In some ways, the sense of impending doom is the same as that we felt in 2020, when the new virus started spreading around the world. It was coming for us. Then we felt especially threatened as over-60-year-olds. Now we feel threatened as secular leftists who do not intend stop speaking out, even when our right to free speech is in danger of being revoked — if not though law, by thugs in uniform given free reign to kick us with their heavy boots.

What, then, is the difference? Even at the beginning of the coronavirus outbreak, we could still take heart from the lockdown procedures that, despite the inconvenience, were meant to protect us; the injunctions to wear masks and wash our hands. But there are no masks that can guard us from the miasma of corruption and racism surrounding this government. No amount of handwashing will make it disappear.

My husband’s favorite saying these days is: “We’re doomed.” It’s a fatalism that allows us to stop the doomscrolling and get on with our lives. It’s as bad as we thought; it won’t be okay, but if we keep our fingers crossed, this plague might just pass over our houses. Or not. One thing is for sure: Hiding in our rooms cannot help us this time. Just like the last time, we’ll probably have to figure it out as it comes and expect some casualties along the way.

We’ll vaccinate as many young people as possible with education, by our own examples. We’ll stand for a justice system — imperfect as it is — that has managed to shield us in the past from suffering some of the worst consequences of our lawmaking body. We’ll insist that the leaders of our own political parties take responsibility for their roles in letting the current situation slide beyond their control, and we’ll look for leadership that is capable of taking on the new reality. The same goes for the media’s role in giving a huge stage to extremism.
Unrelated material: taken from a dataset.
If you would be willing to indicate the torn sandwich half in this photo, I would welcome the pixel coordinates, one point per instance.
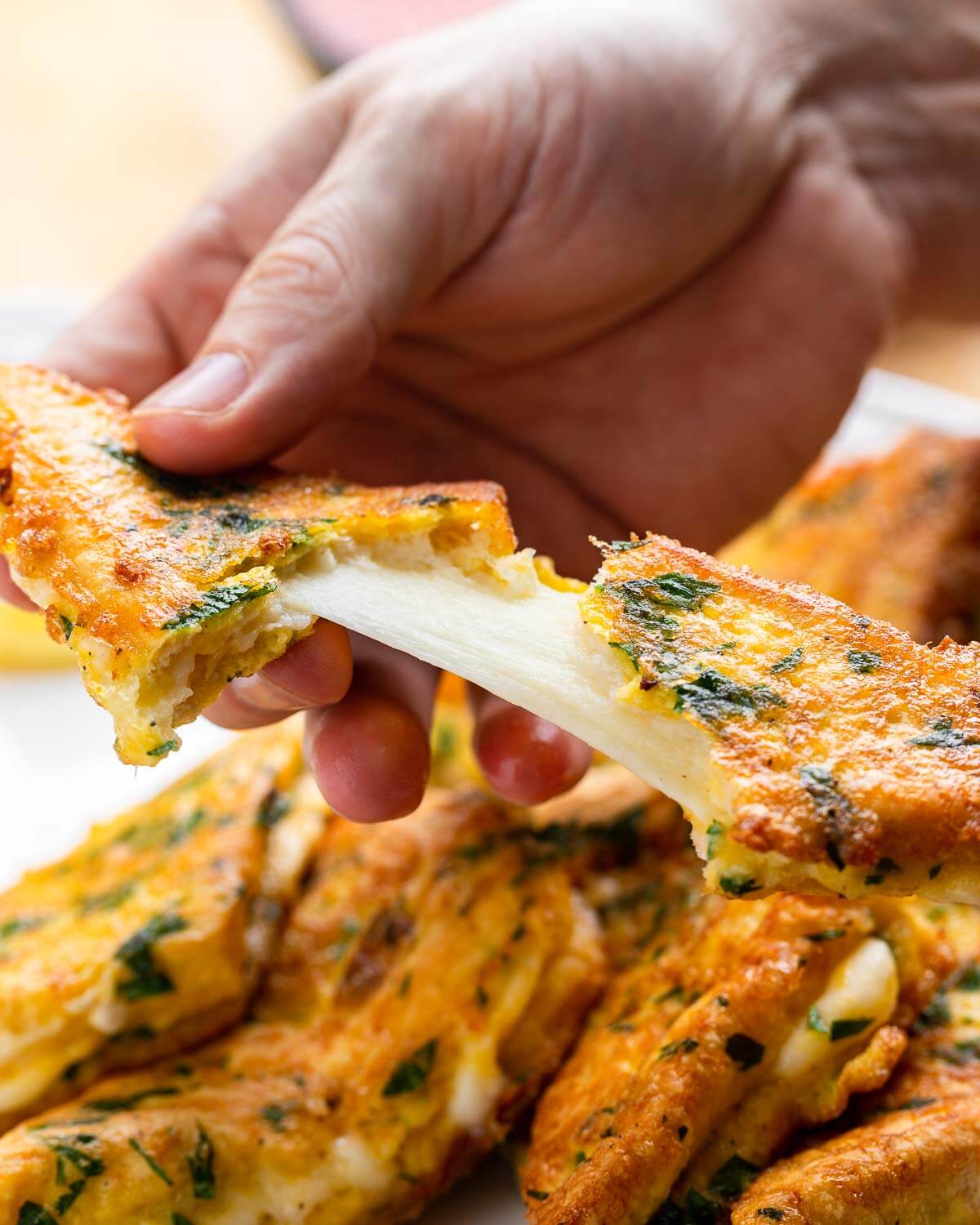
(811, 747)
When that doesn’t save us, we may have to toss off our lassitude and take our nation’s health – as Palestinians, LGBTQs, leftists, refugees, kibbutzniks, feminists, Black Hebrews, secular Jews, non-Jewish citizens, lovers of freedom and democracy – into own hands.

About the Author
Judy Halper is a member of a kibbutz in the center of the country. She has worked as a dairywoman, plumber and veggie cook, and as a science writer. Today she volunteers in Na'am Arab Women in the Center and works part time for Wahat al-Salam/Neve Shalom.